Epiney Simon · Ständerat · 2000-09-28
Epiney Simon · Ständerat · Wallis · Christlichdemokratische Fraktion · 2000-09-28
Wortprotokoll
L'initiative des jeunes, aussi imparfaite soit-elle dans la forme, s'inscrit sur le fond dans le sillage de la politique européenne du Conseil fédéral. Par le refus d'un contre-projet, nous empêchons toute sortie honorable aux auteurs de l'initiative; et assurément, elle ne mérite, cette initiative, ni un désaveu cinglant du Conseil des Etats, ni un rejet arrogant des milieux économiques.

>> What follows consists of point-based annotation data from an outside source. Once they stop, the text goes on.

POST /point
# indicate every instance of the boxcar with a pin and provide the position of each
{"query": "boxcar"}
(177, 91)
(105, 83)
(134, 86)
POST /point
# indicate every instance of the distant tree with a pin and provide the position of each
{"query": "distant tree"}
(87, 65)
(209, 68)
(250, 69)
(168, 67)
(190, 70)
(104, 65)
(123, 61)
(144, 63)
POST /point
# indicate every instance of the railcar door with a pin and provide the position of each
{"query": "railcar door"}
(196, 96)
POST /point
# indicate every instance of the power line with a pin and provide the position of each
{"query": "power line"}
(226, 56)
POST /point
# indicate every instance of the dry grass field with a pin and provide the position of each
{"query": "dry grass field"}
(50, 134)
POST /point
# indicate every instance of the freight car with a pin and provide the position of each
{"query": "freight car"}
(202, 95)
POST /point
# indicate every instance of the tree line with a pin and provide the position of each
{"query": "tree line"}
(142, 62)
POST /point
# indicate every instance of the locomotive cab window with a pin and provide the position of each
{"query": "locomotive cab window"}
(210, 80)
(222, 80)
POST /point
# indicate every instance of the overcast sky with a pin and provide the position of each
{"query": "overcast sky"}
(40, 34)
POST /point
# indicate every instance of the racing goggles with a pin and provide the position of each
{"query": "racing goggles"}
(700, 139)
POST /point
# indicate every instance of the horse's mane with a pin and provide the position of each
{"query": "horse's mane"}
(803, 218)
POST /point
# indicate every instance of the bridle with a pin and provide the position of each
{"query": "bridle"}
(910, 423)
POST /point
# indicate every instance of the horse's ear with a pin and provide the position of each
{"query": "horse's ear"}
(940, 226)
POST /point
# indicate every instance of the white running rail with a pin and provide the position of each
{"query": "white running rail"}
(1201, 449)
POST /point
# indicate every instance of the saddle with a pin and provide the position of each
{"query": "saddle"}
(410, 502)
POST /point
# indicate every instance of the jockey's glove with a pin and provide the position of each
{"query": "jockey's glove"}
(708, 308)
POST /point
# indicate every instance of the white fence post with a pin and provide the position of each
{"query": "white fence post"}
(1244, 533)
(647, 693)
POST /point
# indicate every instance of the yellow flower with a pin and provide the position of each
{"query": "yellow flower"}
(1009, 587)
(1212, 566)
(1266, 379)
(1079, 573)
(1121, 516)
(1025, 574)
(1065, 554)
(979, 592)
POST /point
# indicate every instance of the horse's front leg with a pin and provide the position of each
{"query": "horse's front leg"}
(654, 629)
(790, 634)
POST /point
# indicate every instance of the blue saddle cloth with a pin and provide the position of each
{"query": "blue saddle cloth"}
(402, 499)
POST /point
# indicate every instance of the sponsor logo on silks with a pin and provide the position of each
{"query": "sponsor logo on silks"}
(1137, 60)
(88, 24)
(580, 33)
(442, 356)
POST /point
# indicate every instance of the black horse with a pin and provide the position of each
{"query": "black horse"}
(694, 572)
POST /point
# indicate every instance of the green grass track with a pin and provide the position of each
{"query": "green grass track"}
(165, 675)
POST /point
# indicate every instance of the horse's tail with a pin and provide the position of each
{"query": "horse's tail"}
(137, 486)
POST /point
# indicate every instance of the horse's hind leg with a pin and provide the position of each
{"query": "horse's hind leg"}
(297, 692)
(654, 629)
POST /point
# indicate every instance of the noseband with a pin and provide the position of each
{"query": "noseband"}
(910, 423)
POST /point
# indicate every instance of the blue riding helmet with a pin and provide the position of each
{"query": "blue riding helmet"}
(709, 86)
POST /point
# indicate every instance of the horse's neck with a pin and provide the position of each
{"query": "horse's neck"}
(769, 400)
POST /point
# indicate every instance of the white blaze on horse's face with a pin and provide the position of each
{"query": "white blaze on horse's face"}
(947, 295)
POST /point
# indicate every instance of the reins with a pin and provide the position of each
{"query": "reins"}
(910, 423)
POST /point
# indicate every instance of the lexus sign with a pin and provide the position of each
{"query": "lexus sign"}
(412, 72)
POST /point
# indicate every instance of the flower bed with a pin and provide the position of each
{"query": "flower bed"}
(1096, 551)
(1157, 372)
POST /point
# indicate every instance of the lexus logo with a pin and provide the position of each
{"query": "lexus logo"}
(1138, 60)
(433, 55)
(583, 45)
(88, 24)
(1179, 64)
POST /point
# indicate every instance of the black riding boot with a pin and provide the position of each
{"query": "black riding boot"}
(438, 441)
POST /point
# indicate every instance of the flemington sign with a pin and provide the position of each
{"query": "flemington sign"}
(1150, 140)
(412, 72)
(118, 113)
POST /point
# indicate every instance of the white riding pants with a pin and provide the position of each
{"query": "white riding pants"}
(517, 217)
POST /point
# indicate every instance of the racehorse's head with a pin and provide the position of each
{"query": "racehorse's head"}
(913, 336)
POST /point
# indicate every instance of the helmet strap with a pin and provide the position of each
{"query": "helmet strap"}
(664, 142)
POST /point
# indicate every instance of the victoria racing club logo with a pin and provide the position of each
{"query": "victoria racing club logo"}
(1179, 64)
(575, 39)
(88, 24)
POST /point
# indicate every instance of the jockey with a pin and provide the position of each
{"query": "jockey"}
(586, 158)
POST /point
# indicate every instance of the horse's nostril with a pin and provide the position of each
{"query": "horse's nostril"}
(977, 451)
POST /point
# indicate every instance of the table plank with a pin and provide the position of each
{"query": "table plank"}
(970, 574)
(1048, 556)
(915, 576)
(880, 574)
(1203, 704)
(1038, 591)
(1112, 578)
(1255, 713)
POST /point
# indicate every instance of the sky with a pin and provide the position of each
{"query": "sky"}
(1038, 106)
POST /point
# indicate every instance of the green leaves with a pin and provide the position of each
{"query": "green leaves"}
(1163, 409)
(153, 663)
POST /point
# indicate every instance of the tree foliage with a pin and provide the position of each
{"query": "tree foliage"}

Notre Chambre, me semble-t-il, se dérobe à ses responsabilités, en refusant de s'associer à la politique européenne du Conseil fédéral, association que le Parlement a réclamée dans le cadre de la constitution fédérale. Pour nous, qui avons toujours refusé de forcer la main au destin en réclamant une adhésion immédiate, par déception politique ou par impatience économique, nous déplorons cette mise en veilleuse, et nous regrettons l'impuissance de notre commission à ficeler un compromis malgré la thérapie de groupe à laquelle elle s'est soumise.
En bons démocrates, nous nous inclinerons bien sûr devant la décision du Conseil des Etats, surtout que le Vorort a béni le veto en décrétant que les besoins de l'économie suisse sont pour l'instant satisfaits. Pas d'argent, pas de Suisse; le cliché reste d'actualité.
L'Union européenne n'est pas ou plus une destination pour certains d'entre nous. Elle n'est qu'un partenaire avec lequel nous pensons avoir réglé un différend économique. Mais dans ce dossier, seuls, on est rarement en bonne compagnie. Le sommet du Portugal laisse présager des lendemains difficiles. L'offensive contre le secret bancaire est lancée; les problèmes d'immigration clandestine sont loin d'être réglés et le deuxième round des négociations bilatérales nous enlèvera nos dernières illusions. Nous ne pourrons plus continuer à tirer les marrons du feu en voulant être dans l'Union européenne tout en restant en dehors.
Alors, la question qui nous est posée aujourd'hui est de savoir s'il est sage de fragiliser la position future de nos négociateurs en narguant l'Union européenne, en désavouant le Conseil fédéral par le rejet d'un contre-projet, même "light", mais qui aurait permis de retirer l'initiative populaire "Oui à l'Europe!" Le rejet massif par le peuple de cette initiative sera, qu'on le veuille ou non, interprété dans l'Union européenne comme une marque de désaveu vis-à-vis de cette Union européenne. C'est le risque que nous faisons courir à cette initiative et à la politique européenne du Conseil fédéral en refusant un contre-projet, même extrêmement souple dans la forme et dans le fond.